Design Philosophy
Sphere is designed as a “frameworkless framework” for Go services. The core idea is to keep the framework thin and make the integration points explicit.
Sphere does not try to replace the Go toolchain or mature ecosystem tools. It gives them a consistent project shape and a set of contracts so generated code, handwritten business logic, HTTP adapters, middleware, persistence, documentation, and deployment scripts can work together.
Goals
- Use Protobuf as the source of truth for service contracts.
- Generate repeatable transport and binding glue from those contracts.
- Keep business logic in ordinary Go packages.
- Make common infrastructure adapters available without forcing one vendor or library.
- Keep generated projects understandable to Go developers who already know
go,make,buf, Docker, and their chosen libraries.
Non-Goals
Sphere is not intended to be a full-stack platform CLI.
It does not try to own:
- binary builds;
- test orchestration;
- deployment orchestration;
- database modeling for every database;
- Kubernetes resource management;
- observability backend selection;
- runtime service mesh behavior.
Those concerns should stay in focused tools and project templates. Sphere can provide examples, adapters, and conventions, but it should not hide the underlying tools.
Default, Not Mandatory
Official templates choose a default stack to make new projects immediately useful:
- Buf for Protobuf dependency and generation management;
- Gin-compatible HTTP handlers;
- Ent or Bun for persistence;
- Wire for dependency injection;
- Swagger/OpenAPI and TypeScript client generation;
- Makefile targets for local workflow.
These are defaults. They are not the framework boundary.

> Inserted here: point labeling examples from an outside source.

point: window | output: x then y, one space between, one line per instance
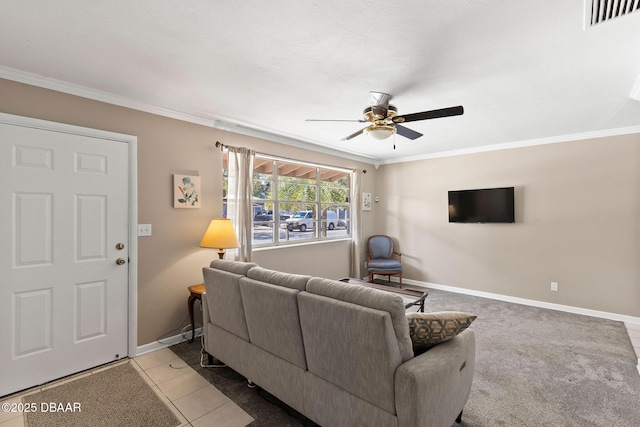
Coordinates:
296 202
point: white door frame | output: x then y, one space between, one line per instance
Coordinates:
132 144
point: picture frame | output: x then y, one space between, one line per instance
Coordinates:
186 191
366 201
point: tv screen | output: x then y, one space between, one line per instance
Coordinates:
486 205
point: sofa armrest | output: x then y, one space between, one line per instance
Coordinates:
432 389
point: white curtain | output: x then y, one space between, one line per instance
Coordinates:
356 225
240 200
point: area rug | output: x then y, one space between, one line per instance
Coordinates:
117 396
534 367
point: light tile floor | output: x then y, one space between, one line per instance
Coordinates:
193 400
633 329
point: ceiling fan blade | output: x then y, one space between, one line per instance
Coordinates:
432 114
407 133
332 120
353 135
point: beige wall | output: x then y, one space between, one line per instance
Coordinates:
170 259
577 222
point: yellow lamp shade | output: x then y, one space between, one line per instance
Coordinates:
220 235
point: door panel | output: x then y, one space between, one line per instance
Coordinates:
63 298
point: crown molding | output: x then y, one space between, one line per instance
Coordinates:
521 144
209 121
229 125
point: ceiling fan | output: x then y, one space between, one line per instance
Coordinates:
385 120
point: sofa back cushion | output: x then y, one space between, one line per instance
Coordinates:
293 281
272 319
224 301
373 298
237 267
350 339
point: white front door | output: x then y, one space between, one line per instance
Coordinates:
63 227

A Sphere project should be able to replace the ORM, HTTP router, deployment flow, or generated-client pipeline without rewriting its core service contracts.
Where Sphere Adds Value
Sphere is valuable when it keeps integration boring:
- generated service interfaces are predictable;
- request binding metadata is explicit in proto files;
- errors are generated from typed proto enums;
- HTTP routers are reached through
httpxadapters; - infrastructure packages expose small interfaces and replaceable implementations;
- template Makefiles document the workflow instead of a hidden CLI doing everything.
This makes the project feel structured without making the runtime feel trapped inside a framework.